Project description:Inhaled therapies are the cornerstone of treatment in asthma and chronic obstructive pulmonary disease, and there are a multitude of devices available. There is, however, a distinct lack of evidence-based guidance for healthcare providers on how to choose an appropriate inhaler. This review aims to summarise recent updates on topics related to inhaler choice, and to offer practical considerations for healthcare providers regarding currently marketed devices. The importance of choosing the right inhaler for the right patient is discussed, and the relative merits of dry powder inhalers, pressurised metered dose inhalers, breath-actuated pressurised metered dose inhalers, spacers and soft mist inhalers are considered.
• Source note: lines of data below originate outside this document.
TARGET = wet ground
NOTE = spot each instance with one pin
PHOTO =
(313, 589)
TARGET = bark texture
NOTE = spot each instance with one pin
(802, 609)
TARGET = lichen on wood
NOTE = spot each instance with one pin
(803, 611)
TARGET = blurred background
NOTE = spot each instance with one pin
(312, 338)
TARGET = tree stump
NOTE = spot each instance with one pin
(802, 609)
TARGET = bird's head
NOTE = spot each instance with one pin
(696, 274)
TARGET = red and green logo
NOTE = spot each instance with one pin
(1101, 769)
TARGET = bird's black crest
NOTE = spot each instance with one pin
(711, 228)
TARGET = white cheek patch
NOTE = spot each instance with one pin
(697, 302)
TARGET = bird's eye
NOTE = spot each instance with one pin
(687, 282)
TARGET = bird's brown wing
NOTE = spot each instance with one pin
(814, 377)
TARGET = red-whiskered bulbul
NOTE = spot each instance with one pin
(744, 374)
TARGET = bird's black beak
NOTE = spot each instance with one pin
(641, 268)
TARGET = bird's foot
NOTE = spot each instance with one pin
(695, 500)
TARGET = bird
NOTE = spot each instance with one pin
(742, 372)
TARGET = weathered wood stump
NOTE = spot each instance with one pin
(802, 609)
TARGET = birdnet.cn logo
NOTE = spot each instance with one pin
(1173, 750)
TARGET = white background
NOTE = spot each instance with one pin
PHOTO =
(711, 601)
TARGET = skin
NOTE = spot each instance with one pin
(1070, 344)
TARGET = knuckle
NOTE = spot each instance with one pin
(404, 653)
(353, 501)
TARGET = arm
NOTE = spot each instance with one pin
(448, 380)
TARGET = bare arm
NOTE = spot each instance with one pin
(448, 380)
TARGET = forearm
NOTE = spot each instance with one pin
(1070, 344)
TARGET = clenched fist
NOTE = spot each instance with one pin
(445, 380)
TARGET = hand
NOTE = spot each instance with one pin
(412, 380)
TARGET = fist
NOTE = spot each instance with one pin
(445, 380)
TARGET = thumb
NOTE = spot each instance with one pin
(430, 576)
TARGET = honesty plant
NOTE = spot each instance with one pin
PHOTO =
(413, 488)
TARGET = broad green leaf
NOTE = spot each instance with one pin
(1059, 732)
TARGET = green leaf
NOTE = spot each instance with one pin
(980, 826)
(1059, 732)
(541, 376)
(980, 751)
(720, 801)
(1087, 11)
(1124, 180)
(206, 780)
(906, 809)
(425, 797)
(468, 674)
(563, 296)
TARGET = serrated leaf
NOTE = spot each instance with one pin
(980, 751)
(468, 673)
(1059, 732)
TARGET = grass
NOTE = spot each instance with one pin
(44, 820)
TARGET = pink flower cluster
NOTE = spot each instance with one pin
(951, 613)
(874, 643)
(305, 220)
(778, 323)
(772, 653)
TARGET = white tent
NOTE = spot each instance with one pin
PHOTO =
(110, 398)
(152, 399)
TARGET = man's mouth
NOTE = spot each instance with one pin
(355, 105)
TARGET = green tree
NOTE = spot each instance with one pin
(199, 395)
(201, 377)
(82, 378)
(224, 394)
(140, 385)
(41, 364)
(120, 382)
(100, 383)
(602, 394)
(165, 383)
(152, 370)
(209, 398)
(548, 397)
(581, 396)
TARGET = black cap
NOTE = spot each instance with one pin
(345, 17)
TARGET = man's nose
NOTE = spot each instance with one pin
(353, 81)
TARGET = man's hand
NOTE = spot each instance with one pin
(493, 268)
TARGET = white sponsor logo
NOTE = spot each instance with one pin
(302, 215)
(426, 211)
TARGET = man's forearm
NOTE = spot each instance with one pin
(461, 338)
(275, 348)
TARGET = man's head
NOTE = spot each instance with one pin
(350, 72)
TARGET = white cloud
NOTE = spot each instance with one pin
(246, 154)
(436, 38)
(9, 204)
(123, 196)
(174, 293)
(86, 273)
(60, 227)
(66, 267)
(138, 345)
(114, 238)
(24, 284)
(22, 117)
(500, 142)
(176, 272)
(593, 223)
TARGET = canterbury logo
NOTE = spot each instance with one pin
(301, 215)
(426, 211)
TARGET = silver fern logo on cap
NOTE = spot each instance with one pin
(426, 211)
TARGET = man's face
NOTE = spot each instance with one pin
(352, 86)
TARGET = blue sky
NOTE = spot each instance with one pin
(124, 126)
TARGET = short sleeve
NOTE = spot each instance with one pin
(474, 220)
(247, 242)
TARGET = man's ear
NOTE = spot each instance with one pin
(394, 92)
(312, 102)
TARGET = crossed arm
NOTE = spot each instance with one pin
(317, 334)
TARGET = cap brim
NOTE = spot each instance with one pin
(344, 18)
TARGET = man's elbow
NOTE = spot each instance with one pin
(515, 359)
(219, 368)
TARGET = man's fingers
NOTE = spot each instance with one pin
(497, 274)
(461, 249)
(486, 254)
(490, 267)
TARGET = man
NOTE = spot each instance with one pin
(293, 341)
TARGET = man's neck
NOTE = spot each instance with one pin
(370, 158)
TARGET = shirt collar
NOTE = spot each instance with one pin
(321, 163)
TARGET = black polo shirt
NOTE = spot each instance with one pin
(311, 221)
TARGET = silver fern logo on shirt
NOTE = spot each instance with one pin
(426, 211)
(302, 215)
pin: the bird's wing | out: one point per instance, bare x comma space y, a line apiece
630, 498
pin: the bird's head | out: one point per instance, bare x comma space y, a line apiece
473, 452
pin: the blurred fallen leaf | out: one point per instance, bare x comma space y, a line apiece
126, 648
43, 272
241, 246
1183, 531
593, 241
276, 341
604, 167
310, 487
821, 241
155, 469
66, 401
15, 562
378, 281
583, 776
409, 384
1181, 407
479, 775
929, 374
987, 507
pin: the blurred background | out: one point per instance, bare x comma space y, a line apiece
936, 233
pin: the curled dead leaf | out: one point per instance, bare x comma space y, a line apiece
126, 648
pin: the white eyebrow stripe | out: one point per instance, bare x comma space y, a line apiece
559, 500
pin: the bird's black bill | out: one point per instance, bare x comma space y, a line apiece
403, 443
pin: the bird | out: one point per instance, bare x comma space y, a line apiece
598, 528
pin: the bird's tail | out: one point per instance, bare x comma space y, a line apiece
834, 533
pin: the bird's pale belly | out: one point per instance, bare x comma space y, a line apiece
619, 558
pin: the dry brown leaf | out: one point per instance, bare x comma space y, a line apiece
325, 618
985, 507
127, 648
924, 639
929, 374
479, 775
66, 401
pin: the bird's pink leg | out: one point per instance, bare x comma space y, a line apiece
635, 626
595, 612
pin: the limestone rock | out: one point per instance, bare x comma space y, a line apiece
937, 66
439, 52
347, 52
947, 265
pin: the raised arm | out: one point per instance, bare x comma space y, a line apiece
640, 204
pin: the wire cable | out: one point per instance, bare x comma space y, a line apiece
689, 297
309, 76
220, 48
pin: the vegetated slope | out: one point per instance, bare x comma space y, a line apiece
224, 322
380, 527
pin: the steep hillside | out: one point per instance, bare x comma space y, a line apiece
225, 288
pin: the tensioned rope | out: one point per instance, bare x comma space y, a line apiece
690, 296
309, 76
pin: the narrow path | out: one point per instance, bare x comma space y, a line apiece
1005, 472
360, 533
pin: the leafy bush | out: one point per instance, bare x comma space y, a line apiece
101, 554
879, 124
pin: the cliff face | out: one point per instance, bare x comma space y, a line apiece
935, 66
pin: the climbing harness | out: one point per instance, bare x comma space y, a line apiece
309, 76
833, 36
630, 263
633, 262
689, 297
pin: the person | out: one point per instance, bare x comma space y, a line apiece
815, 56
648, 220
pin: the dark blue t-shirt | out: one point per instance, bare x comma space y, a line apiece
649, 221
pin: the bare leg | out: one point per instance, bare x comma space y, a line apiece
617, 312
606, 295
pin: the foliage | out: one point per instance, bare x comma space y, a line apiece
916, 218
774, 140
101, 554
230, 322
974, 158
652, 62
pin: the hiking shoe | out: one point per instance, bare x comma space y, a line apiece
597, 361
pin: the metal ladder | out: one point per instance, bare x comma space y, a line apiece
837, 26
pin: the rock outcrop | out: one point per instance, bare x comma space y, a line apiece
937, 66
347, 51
Compiling the latest studies in the devices therapy area, this review focuses on the most common types of handling errors, as well as the comparative rates of incorrect inhalation technique between devices. The impact of device-specific handling errors on inhaler performance is also discussed, and the characteristics that can impair optimal drug delivery, such as inhalation flow rate, inhalation volume and particle size, are compared between devices. The impact of patient perceptions, behaviours and problems with inhalation technique is analysed, and the need for appropriate patient education is also highlighted. The continued development of technology in inhaler design and the need to standardise study assessment, endpoints and patient populations are identified as future research needs. The reviews of this paper are available via the supplemental material section.